Me contaba un familiar muy cercano su travesía para establecerse fuera de Venezuela legalmente. Me describía con detalles el periplo que significaba llegar a un país desconocido a entender los trámites, los requisitos y los costos para poder hacerse de un documento que permitiera simplemente trabajar con dignidad. Recordé cuando salió aquella canción de Juan Luis Guerra “Visa para un sueño”. En aquella época sonaba tan lejana, tan ajena. Era una canción más para bailar que para reflexionar, hasta que nos tocó cantarla sin música.

Emigrar nunca es fácil, pero en la condición en las que los venezolanos emigran hoy el proceso es aún más cuesta arriba. Comenzando porque las instituciones en Venezuela se han convertido en un cubil de chacales al acecho de la necesidad para poder sacar y exprimir todo lo que puedan.

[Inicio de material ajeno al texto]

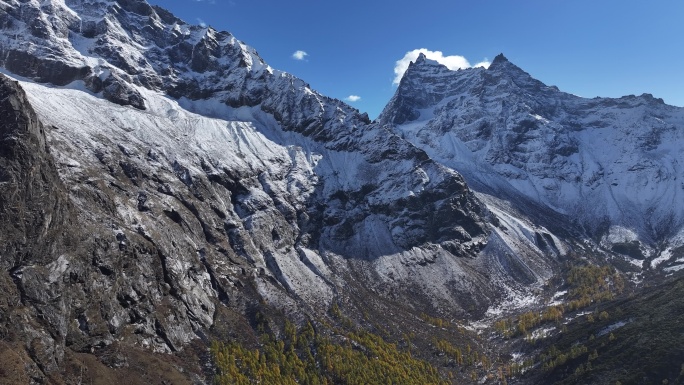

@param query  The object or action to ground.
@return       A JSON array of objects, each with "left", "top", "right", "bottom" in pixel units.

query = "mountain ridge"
[{"left": 0, "top": 0, "right": 681, "bottom": 383}]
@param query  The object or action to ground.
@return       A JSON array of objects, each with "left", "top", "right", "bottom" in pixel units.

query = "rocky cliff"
[{"left": 0, "top": 0, "right": 564, "bottom": 383}]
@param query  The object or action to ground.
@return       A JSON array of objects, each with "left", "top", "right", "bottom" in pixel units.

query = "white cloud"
[
  {"left": 392, "top": 48, "right": 489, "bottom": 84},
  {"left": 292, "top": 50, "right": 309, "bottom": 60}
]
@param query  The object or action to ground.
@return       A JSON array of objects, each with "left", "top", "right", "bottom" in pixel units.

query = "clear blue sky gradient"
[{"left": 151, "top": 0, "right": 684, "bottom": 119}]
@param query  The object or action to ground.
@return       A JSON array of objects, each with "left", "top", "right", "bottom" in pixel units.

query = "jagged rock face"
[
  {"left": 379, "top": 55, "right": 684, "bottom": 254},
  {"left": 0, "top": 0, "right": 562, "bottom": 381}
]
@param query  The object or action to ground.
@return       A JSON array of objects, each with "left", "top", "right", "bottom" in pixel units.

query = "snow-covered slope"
[
  {"left": 0, "top": 0, "right": 564, "bottom": 373},
  {"left": 378, "top": 55, "right": 684, "bottom": 266}
]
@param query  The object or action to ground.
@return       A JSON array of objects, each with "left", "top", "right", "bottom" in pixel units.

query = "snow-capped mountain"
[
  {"left": 0, "top": 0, "right": 684, "bottom": 383},
  {"left": 378, "top": 51, "right": 684, "bottom": 268},
  {"left": 0, "top": 0, "right": 564, "bottom": 381}
]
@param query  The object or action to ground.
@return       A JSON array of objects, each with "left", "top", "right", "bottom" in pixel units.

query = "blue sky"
[{"left": 151, "top": 0, "right": 684, "bottom": 119}]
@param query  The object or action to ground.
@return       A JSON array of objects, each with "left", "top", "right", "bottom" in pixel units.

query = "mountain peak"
[{"left": 492, "top": 53, "right": 510, "bottom": 64}]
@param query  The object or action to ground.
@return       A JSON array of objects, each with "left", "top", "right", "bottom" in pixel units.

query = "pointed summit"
[{"left": 491, "top": 53, "right": 510, "bottom": 65}]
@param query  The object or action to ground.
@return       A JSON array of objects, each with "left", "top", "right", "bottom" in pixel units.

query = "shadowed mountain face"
[
  {"left": 0, "top": 0, "right": 682, "bottom": 383},
  {"left": 378, "top": 51, "right": 684, "bottom": 258}
]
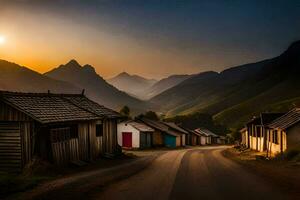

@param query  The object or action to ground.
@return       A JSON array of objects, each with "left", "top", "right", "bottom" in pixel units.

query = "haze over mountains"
[
  {"left": 107, "top": 72, "right": 157, "bottom": 99},
  {"left": 44, "top": 60, "right": 147, "bottom": 112},
  {"left": 150, "top": 41, "right": 300, "bottom": 127},
  {"left": 107, "top": 72, "right": 192, "bottom": 100},
  {"left": 0, "top": 41, "right": 300, "bottom": 128}
]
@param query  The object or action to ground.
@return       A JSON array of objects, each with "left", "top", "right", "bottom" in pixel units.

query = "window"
[
  {"left": 50, "top": 127, "right": 70, "bottom": 143},
  {"left": 256, "top": 126, "right": 261, "bottom": 137},
  {"left": 96, "top": 124, "right": 103, "bottom": 137},
  {"left": 70, "top": 124, "right": 78, "bottom": 139},
  {"left": 273, "top": 130, "right": 278, "bottom": 144}
]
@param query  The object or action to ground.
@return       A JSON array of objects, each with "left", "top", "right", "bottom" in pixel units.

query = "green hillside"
[{"left": 150, "top": 41, "right": 300, "bottom": 128}]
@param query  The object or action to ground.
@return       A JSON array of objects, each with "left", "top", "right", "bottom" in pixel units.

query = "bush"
[{"left": 284, "top": 149, "right": 300, "bottom": 160}]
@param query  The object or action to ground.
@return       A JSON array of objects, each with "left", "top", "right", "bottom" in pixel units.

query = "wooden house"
[
  {"left": 195, "top": 128, "right": 212, "bottom": 145},
  {"left": 0, "top": 91, "right": 120, "bottom": 170},
  {"left": 181, "top": 126, "right": 202, "bottom": 146},
  {"left": 118, "top": 120, "right": 154, "bottom": 149},
  {"left": 246, "top": 113, "right": 283, "bottom": 152},
  {"left": 138, "top": 118, "right": 182, "bottom": 148},
  {"left": 239, "top": 128, "right": 249, "bottom": 148},
  {"left": 164, "top": 122, "right": 189, "bottom": 146},
  {"left": 266, "top": 108, "right": 300, "bottom": 156}
]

Obtener el pasaporte es un largo y engorroso proceso, del cual se lucran mafias para emitir un documento que por derecho nos corresponde. Luego de eso están los trámites de antecedentes penales, apostillado, notas certificadas, notarías, etc., que hacen de la emigración un víacrucis mucho antes de siquiera salir del país. Sigue la no menor tarea de conseguir algo de divisas, al precio que sea, donde se diluyen años de trabajo y sacrificio en una transacción que intercambia casas, carros y ahorros por unos pocos dólares.

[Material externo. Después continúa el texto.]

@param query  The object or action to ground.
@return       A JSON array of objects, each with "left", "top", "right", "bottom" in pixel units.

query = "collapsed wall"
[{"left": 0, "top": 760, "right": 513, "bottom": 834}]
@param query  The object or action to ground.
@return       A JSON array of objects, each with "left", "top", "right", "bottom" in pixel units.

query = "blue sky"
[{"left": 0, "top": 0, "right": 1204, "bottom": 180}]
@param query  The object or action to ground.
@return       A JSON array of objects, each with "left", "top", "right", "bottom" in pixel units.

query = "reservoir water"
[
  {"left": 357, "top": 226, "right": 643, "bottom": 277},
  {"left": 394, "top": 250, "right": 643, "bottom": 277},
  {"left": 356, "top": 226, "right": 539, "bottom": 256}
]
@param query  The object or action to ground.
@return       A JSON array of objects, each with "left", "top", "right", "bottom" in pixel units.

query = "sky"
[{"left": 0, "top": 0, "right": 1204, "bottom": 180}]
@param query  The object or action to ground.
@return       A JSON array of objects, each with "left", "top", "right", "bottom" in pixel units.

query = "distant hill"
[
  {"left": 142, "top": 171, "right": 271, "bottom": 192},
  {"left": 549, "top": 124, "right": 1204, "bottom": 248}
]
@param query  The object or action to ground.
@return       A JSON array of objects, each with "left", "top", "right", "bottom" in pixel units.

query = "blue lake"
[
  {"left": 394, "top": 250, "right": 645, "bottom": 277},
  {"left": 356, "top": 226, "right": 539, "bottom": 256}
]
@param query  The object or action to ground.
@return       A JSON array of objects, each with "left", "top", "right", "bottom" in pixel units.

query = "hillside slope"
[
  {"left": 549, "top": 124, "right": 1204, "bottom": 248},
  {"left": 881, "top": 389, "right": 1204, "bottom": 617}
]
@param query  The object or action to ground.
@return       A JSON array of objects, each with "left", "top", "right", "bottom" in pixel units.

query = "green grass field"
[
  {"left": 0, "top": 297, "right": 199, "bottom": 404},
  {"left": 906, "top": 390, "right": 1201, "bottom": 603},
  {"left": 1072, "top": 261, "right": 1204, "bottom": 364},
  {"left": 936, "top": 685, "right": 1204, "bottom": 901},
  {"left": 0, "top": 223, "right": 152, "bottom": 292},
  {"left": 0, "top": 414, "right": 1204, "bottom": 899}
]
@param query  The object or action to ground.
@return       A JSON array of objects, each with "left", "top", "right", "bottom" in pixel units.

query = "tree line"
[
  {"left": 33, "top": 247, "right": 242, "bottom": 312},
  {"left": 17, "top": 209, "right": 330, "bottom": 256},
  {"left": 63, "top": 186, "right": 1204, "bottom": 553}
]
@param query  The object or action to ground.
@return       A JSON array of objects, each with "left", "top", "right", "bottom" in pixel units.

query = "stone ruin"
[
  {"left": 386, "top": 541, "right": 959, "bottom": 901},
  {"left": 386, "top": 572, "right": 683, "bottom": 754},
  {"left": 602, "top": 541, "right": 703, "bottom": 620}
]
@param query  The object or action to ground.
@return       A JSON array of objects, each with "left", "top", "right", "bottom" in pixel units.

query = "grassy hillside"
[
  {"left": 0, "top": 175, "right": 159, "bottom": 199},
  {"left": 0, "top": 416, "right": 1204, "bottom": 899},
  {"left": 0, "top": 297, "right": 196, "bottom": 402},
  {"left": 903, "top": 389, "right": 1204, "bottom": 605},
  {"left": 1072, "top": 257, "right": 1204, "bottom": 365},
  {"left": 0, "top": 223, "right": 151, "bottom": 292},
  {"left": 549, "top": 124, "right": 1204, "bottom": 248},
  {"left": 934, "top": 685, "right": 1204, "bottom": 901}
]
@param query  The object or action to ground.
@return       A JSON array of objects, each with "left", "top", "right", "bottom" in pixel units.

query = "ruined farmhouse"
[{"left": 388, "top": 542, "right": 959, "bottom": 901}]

Una vez que se llega al país destino se tiene un nudo en la garganta y un hueco en el estómago; pero ya sea la ilusión de un futuro mejor, la risa de un niño que podrá ahora jugar tranquilo en un parque, o la posibilidad de poder ir a una bodega a comprar harina, leche y mantequilla es suficiente para dejar el trago amargo de la salida en el recuerdo.

En el nuevo destino los días se van entre un carnet provisional, un número de trámite, una cola en algún ministerio, un café mientras tanto, un amigo que da algunos datos de la nueva ciudad, y algún familiar que presta un cuarto. Los dólares se van en abogados y trámites, rogando que no haya un dolor de muela o un quebranto. Lavar carros y servir mesas son oportunidades para unas cuantas monedas en la sombra de la ilegalidad. El trabajar con dignidad saca cayos, pero enaltece el alma. Y así la espera, por meses y meses.

“Me dieron ganas de llorar cuando me dieron esa cédula que decía ‘extranjero’”, me contó finalmente. “Esto es haber tenido éxito en una tarea que yo no quería. Tengo mucho que agradecer, pero mi foto no pertenece a la cédula de este país, ni de ningún otro que no sea Venezuela. Esto no es mío. Yo no pertenezco a este lugar”.

Se cuentan por cientos de miles las historias. Cada uno de nosotros debe haber escuchado unas cien. “No les alcanzará la vida para pagar lo que nos han hecho”, escriben en las redes sociales. Es posible que así sea; pero no queda otra opción que recuperar nuestro hermoso país y nunca olvidar la lección, para que la cédula de extranjero sea de los foráneos que quieran venir a Venezuela a trabajar por el país que construiremos juntos.